If you feel your car or steering wheel vibrating while you’re driving, this can be a sign that your tires are experiencing more than normal friction with the roadway. This is usually indicative that your wheels are out of alignment, and you should bring it to a technician as soon as possible.

Sidewall bulges

Driving with sidewall bulges is dangerous. The tires must be replaced ASAP!

A sidewall bulge is when air escapes through a small hole in the inner liner and builds up in the carcass or body of the tire. It will appear like a small ball or egg has been shoved under the skin of your tire sidewall, so it is fairly easy to spot.

Sidewall bulges are usually the result of impact damage, such as hitting a pothole. It is not safe to drive on a tire with a bulge, and they should be replaced as soon as possible. Definitely do NOT try to pop or lance the bulge, as this could cause the tire to explode.

How to take care of your tires

To make sure your tires carry on for as long as possible, it’s best to take care of them. There are a number of things you can do to really extend the life of your tires.

Wheel alignment

Regular wheel alignment extends the tires’ lifespan

A wheel alignment makes sure that your wheels are straight and flat, making optimal contact with the road and reducing tire wear. It’s advisable to get a wheel alignment every 6,000 miles, or at least once a year. Getting your wheels aligned will usually cost about $100-150 and takes less than an hour.

Tire rotation

We recommend rotating tires every 5,000 miles

A tire rotation is simply swapping the positions of your tires. If there is a slight imbalance somewhere, then a few tire rotations will help spread this out to all four tires, ensuring they wear evenly. Technicians advise getting your tires rotated every 5,000 miles; the service only costs around $50.

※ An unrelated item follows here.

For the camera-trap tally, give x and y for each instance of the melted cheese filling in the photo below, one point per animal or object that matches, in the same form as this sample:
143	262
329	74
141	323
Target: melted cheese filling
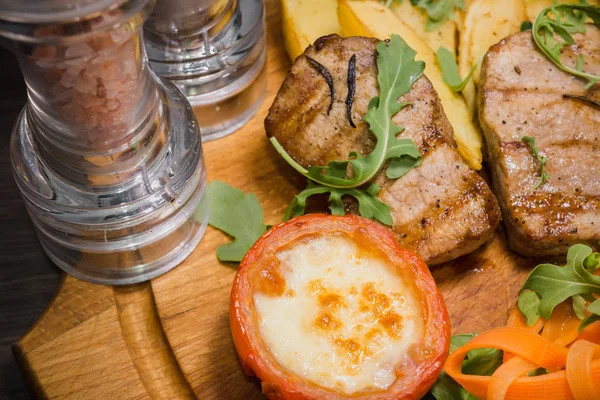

Friendly reminder: Check tire pressure regularly

Maintaining the recommended tire pressure for your vehicle’s tires is a very cheap and easy way to keep them in good shape. Improperly inflated tires will develop issues over time, from uneven wear to damaged sidewalls. Use a tire pressure gauge about once a month or so to check your tire pressure. Adding more air to your tires is usually free or close to it at most gas stations.

Both under- or overinflated tires are dangerous for driving, check the air pressure regularly

Tire pressure issues

Both over-inflated and under-inflated tires will result in uneven tire wear. Incorrect tire pressure can also affect handling performance due to the way the rubber makes contact with the road.

Frequently Asked Questions

Is it illegal to drive on ten-year-old tires?

In the United States, no laws require a car owner to get new tires based on their age, but tire manufacturers highly recommend replacing your tires after 6 years. Any tires older than 10 years pose a serious safety hazard.

How do I know what the recommended tire pressure is for my tires?

Most people assume you can look on the sidewall of your tire to find the recommended tire pressure, but actually, recommended tire pressure depends on other factors, such as the weight of the vehicle you driving. You can find your vehicle’s recommended tire pressure in the car owner’s manual or on the inside of the driver’s side door jamb.

Is it bad to use winter tires during the summer?

The short answer to this is yes, it’s bad for the life of your tires, but no, it’s not particularly dangerous. Driving with winter tires when the weather is warm and there is no snow or ice present will wear down those expensive winter tires more quickly.